Há os que amam incompreensivelmente
e os que reduzem o amor a um cálculo racional.
Do amor devemos reter as boas lembranças
e acreditar que podemos ser felizes partilhando vidas.
A memória de ti é atraiçoada pelas palavras
e apenas retenho fragmentos, peças soltas.
Perdi o teu cheiro,
a tua ausência tem mais profundidade do que a tua voz
que se perdeu também entre duas margens
e só eu naufrago neste silêncio líquido.
São pedaços de ti o que está nas fotografias
mas se as reunir todas num enorme puzzle de luz e sombras
não te terei inteira.
Aliás, todas as imagens de ti mentem quem tu foste,
são superfícies apenas a denunciar o que não se pode ver,
a aprofundar o sentimento de saudade,
a repetir que o tempo não retorna ao passado.
Restam-me ainda e sempre as palavras,
mentirosas, crueis ou piedosas
para não te deixar perder no esquecimento.

sexta-feira, 21 de janeiro de 2011

Sou

Sou um homem da dúvida mais do que de crenças
e assustam-me todas as verdades demasiado densas,
aquelas pelas quais vale a pena morrer e matar.
Não desisti da felicidade, não desisti de nada
mas não quero perder-me numa qualquer miragem
nem quero a tranquilidade que advém do esquecimento.
Sou um homem das palavras,
das boas e das más palavras,
das palavras saturadas de silêncios,
das palavras que tentam explicitar o indizível.
Sou quem não se reconhece nos espelhos
porque as superfícies escondem as profundidades
e há sombras no interior da consciência.
Sou memória fragmentada e labiríntica,
páginas de vida escritas nas entrelinhas
e no entre cruzar do sonho e da realidade.
Não sou nem santo nem demónio
mas viajante do tempo sem mapas definitivos,
inconstante enigma que persiste em não se resolver
porque sei que quando encontrar a última resposta
deixarei de ter razões para continuar a ser.

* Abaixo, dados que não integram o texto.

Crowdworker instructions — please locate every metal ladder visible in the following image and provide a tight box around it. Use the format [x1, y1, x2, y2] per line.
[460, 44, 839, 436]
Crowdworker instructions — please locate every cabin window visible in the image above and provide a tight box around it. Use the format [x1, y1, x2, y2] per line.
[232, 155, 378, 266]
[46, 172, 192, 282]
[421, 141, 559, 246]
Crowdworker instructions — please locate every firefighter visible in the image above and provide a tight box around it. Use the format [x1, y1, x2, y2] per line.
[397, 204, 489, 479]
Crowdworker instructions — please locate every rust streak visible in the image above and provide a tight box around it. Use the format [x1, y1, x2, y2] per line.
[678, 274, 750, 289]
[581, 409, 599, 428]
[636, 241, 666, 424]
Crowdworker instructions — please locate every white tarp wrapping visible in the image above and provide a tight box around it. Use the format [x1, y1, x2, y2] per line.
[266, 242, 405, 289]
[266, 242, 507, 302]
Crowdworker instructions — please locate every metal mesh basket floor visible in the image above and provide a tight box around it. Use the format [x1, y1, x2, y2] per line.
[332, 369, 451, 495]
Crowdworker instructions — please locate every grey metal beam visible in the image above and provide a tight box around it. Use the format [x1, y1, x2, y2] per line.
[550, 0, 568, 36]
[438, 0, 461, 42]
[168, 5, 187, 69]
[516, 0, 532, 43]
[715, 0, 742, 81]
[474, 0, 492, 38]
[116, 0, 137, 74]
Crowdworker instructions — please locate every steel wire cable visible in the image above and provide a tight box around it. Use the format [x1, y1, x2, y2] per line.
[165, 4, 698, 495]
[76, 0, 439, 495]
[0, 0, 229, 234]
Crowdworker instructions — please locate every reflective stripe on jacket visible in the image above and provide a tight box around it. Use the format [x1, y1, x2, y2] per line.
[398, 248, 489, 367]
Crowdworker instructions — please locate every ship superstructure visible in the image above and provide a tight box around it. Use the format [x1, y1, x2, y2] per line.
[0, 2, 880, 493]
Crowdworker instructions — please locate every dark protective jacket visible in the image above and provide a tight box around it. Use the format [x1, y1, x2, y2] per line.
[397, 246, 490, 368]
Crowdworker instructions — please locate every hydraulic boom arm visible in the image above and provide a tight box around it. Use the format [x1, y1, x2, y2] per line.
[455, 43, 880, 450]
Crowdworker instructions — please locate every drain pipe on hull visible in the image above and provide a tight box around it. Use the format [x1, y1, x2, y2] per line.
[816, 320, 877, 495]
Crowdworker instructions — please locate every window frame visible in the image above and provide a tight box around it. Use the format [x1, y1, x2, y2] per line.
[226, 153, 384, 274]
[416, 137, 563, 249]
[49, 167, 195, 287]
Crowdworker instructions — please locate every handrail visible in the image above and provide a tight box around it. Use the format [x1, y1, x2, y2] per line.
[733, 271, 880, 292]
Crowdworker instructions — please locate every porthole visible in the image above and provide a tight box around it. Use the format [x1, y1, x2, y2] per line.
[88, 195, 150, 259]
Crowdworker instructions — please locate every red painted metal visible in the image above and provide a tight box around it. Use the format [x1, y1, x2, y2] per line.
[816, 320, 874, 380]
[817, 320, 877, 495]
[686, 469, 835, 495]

segunda-feira, 17 de janeiro de 2011

Utopia

Acredito que os homens não são anjos nem demónios
e que a verdade não é uma mulher nua à espera
rodeada de cristais de gelo e nevoeiros.
É preciso estilhaçar os espelhos que temos nos olhos
e que nos dão uma visão distorcida de nós mesmos
segregando heróis e vítimas, monstros do desespero,
viajantes impossíveis num oceano convertido em deserto.
É preciso reinventar utopias,
devolver à esperança a sua profunda inquietação
e plantar rosas nos subterrâneos dos centros comerciais.
Acredito que o futuro não é brinquedo dos deuses
e que Prometeu e Sísifo não são apenas mitos.
É preciso que os homens voltem a ser homens,
insuficientes, excessivos, desastrados, loucos
e que recusem o destino de robots e estátuas.
Os paraísos não têm que ser propriedade de santos
e há ainda muito para aprender no riso das crianças.
Espero-te sabendo que não te voltarei a ver,
que a última imagem será sempre a última
e que também ela se desvanecerá com o tempo.
Espero-te desesperadamente
sem alaridos ou sentimentos exacerbados.
Espero-te numa estação desabitada que é o meu corpo.
Espero-te no silêncio angustiado dos descrentes.
Espero-te com as palavras envergonhadas
e as sensações cristalizadas no inevitável.
Espero-te como uma criança à janela
enfeitiçado pela vida que há lá fora
e esquecido dos estragos dos anos.
Espero-te porque a vida é uma viagem
e dela só sabemos o ponto de partida.

domingo, 16 de janeiro de 2011

Somos herdeiros de um mundo por construir,
um mundo que existe nos sonhos das crianças
e de todos os que se recusam a transformarem-se em manequins de plástico.
Somos feitos do pó das estrelas
mas há demasiados espelhos e labirintos,
demasiados nevoeiros a impedir a esperança.
Somos o tempo e os seus mistérios,
somos filhos das palavras e do silêncio.
Nunca saberemos o que é a imortalidade
mas o que importa é amar e ser amado,
perpetuar a memória, recusar o esquecimento.
Somos quem queremos e quem podemos ser
e há sempre de nós algo que não será escrito.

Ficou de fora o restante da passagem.